Well ExBroadcast.jl is a package for self-use so I didnt ensure compatablity. Base.@invoke is introduced in a newer Julia release. The code you need is all included in https://github.com/N5N3/ExBroadcast.jl/blob/main/src/other_support/interp.jl Put them in a .jl file --> remove L52 and L110 --> include the .jl file should work.

koehlerson commented 3 years ago

So 1.7? I'm on 1.6.1.

I'll give it a try, thanks for sharing the information!
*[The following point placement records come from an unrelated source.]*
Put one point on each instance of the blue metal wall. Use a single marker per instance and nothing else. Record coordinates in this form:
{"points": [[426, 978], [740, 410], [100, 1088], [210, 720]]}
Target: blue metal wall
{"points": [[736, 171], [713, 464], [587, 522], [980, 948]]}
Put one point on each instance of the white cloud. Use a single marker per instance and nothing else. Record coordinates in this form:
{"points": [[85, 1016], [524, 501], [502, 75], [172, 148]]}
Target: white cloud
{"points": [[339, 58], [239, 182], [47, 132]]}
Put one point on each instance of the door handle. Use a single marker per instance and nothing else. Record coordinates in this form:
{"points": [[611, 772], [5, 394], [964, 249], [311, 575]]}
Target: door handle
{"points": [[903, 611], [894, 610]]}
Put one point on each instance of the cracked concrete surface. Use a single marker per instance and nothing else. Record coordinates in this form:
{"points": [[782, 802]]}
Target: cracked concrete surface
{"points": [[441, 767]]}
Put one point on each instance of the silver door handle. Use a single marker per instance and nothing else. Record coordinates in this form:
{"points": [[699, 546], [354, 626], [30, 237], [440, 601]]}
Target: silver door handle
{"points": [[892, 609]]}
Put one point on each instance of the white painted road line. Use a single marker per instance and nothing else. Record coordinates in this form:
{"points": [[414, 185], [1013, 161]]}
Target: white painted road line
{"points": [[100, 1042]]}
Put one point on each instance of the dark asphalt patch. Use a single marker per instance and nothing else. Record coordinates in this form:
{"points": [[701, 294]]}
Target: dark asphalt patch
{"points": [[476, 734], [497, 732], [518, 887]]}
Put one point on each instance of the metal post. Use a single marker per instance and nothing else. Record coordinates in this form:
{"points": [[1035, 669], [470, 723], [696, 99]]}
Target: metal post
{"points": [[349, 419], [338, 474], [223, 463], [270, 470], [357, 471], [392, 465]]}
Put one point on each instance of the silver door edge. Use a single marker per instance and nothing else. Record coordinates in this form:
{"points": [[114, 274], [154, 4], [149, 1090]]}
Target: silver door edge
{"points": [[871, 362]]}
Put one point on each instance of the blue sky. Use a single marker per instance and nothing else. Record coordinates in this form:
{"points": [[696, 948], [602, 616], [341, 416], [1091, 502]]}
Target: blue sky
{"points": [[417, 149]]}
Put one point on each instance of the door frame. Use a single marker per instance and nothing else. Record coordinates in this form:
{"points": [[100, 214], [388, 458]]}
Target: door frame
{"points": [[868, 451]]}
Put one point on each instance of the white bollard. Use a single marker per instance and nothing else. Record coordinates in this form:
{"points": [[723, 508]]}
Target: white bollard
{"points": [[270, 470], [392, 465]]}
marius311 commented 2 years ago

I took a look at this and looks like at least for BSpline its just a missing adapt method and it works, and able to saturate the GPU (an A100 here) to 100%, giving a 50X speed-boost:

using Interpolations, CUDA, CUDA.Adapt, BenchmarkTools

function Adapt.adapt_structure(to, itp::Interpolations.BSplineInterpolation{T,N,<:Any,IT,Axs}) where {T,N,IT,Axs}
    coefs = Adapt.adapt_structure(to, itp.coefs)
    Tcoefs = typeof(coefs)
    Interpolations.BSplineInterpolation{T,N,Tcoefs,IT,Axs}(coefs, itp.parentaxes, itp.it)
end

y = rand(10)
itp = interpolate(y, BSpline(Quadratic(Reflect(OnCell()))))
cu_itp = cu(itp);
new_x = collect(range(1,10,length=1000000))
cu_new_x = cu(new_x)

@btime itp.(new_x) # 2.5ms
@btime CUDA.@sync cu_itp.(cu_new_x) # 46μs

I unfortunately don't have the time right now to do this for everything / PR, but hopefully someone finds this helpful.

longemen3000 commented 1 year ago

closed by #504 ?